Fat Malloy arrived and glad-handed all the boys. Studs said he acted like he was a pupil of Jim Doyle’s.

“You know, fellows, I hate it, having to think that Arnold’s gone from us like this,” Les said.

“Yeah, Les, you’ll have to drink more to make up for what he won’t, huh?” said Tommy.

“Say, Kenny, where in hell you been keeping yourself?” asked Studs.

“Out of the pen,” Kenny said.

“Same old Kilarney.

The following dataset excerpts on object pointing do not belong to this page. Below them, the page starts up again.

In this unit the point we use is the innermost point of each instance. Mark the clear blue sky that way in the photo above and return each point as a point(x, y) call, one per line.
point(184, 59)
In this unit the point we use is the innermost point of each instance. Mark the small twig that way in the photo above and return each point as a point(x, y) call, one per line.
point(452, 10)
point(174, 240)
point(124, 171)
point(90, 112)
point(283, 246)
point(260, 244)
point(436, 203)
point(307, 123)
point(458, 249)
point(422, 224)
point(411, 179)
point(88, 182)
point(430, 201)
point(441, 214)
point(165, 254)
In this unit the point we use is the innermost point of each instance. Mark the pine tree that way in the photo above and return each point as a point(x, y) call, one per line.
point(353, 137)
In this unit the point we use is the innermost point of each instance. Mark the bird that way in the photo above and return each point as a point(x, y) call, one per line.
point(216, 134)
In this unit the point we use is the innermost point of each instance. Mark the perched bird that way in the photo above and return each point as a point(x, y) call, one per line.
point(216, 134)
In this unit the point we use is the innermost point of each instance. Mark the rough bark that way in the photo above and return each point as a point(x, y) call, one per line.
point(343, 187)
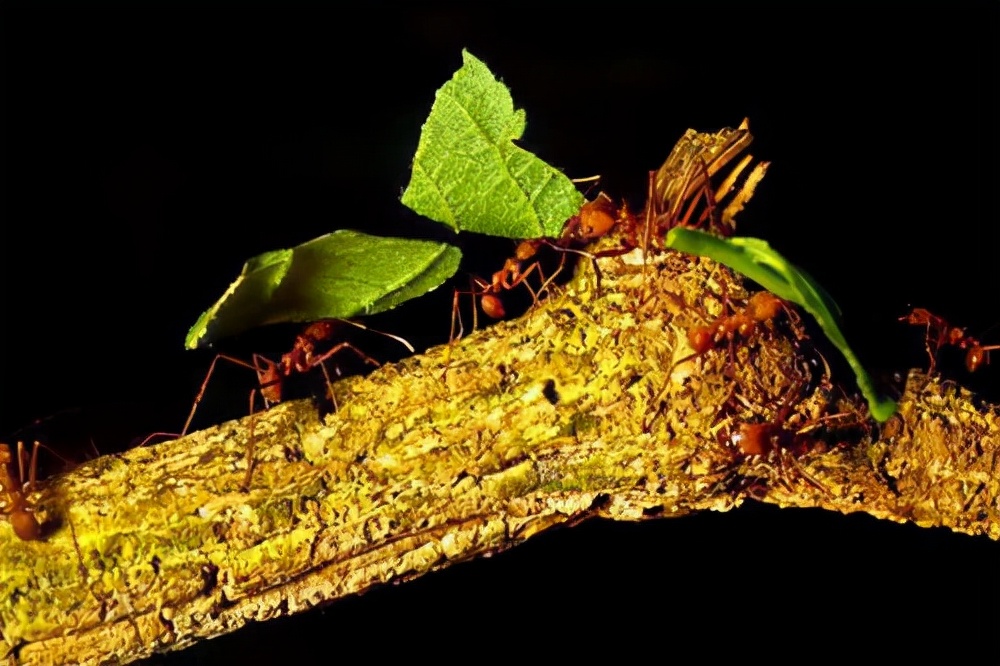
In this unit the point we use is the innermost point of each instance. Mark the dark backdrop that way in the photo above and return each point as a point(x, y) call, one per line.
point(147, 154)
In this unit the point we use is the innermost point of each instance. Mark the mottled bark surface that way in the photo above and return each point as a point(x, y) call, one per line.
point(591, 404)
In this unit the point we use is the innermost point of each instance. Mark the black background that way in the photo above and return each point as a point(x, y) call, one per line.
point(148, 154)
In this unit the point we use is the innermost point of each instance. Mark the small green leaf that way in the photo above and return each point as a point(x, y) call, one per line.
point(756, 259)
point(469, 175)
point(339, 275)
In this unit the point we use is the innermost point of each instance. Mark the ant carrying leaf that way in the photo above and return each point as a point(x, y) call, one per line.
point(342, 274)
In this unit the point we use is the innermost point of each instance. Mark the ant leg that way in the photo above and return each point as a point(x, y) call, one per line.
point(329, 386)
point(204, 385)
point(318, 360)
point(29, 486)
point(251, 445)
point(456, 315)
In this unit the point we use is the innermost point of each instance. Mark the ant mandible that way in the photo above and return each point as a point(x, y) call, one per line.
point(14, 493)
point(941, 333)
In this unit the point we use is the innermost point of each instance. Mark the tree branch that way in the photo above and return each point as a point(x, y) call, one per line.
point(591, 404)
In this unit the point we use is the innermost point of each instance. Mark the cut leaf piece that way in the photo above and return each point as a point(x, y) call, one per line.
point(339, 275)
point(469, 175)
point(756, 259)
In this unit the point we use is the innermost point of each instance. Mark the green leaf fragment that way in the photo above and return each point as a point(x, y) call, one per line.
point(468, 173)
point(339, 275)
point(756, 259)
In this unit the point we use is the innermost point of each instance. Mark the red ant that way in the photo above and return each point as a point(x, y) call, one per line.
point(762, 306)
point(762, 439)
point(271, 375)
point(940, 333)
point(16, 505)
point(595, 219)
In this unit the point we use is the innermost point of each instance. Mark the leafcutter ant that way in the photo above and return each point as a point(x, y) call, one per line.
point(595, 219)
point(14, 491)
point(941, 333)
point(303, 357)
point(761, 307)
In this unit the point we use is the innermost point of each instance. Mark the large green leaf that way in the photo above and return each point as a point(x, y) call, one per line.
point(468, 173)
point(756, 259)
point(342, 274)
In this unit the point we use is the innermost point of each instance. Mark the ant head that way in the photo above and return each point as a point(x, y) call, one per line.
point(596, 219)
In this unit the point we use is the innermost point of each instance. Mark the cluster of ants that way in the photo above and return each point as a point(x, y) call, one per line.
point(595, 219)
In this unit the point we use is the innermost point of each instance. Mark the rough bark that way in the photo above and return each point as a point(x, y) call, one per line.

But tell me, are you working?” Red said.

“Sure, everybody.”

“Say, any drinks in the joint?” asked Timothy O’Shea. No one answered him.

“Hell, come on, Kilarney. I thought you said there’d be some sparkling waters here. Come on, this joint is a hell of a wake,” Timothy said.

“Brother, we got respect for the dead,” said Red.

“Sure, you run a wake like you were all Jews. If I hung around I’d have to drink noodle soup. Come on, Kilarney,” Timothy O’Shea said, leaving, his huge coat swinging after him.

Kenny followed him and left a roomful of soreheads.

“If it wouldn’t have been disrespectful, I’d have socked that ignorant ape of an Irishman,” Kelly said.

“Kenny was always cockeyed, and didn’t have sense about serious things,” Tommy said.

“Leave it to Kenny to find a guy like that for a wake where tragedy has occurred,” Kelly said.

“Same old Kilarney,” Studs said.

They talked. More came, and some went out. Finally, Studs and Red left, re-expressing their condolences before departing. “Studs, let’s get a drink.”

“I’m on the wagon, Red,” Studs said.

“How come?”

“I’m taking care of myself these days.”

“Come on, one drink won’t make any difference.”

“Nope, not tonight, Red.”

They walked silently towards Fifty-eighth Street. Across the street, the park seemed gloomy with its deserted tennis courts, and the bare, black trees and shrubbery behind them.

“Say, Studs, I think it was goddamn funny they didn’t ask any of us to be pall-bearers,” Red said.

“I suppose his old man is sore. Thinks we were always responsible for his drinking. Notice the old man didn’t say much to us?”

“Yeah, and the first time I met Arnold just after his family moved in the neighborhood, he was looking for a bottle,” Red said.

“It’s fluky, all right.”

“I feel sorry and I understand how his folks might be feeling, and I offered them my condolences. But Jesus Christ, we were Arnold’s best friends, and we’ll miss him too. I tell you, Studs, it’s an insult to all of us!” Red protested.

Studs wasn’t listening. He couldn’t get the memory of Arnold out of his head, and it gave him a feeling of awe and fear. He had just seen death, death with something terrible, final, about it. It made him suddenly leery of even living. He deter-mined all over again that he was going to take care of himself.

“I suppose old man Sheehan must feel bad. You know, he sees us living, and his son dead, and it must have hit him. But we didn’t kill Arnold. He shouldn’t act that way towards us. But then I suspect it might be Horace. Come to think of it, he hardly ever comes around the poolroom, and when he does, he doesn’t have a lot to say.”

“Yes,” Studs said, not feeling so badly that he hadn’t been asked to be a pall-bearer.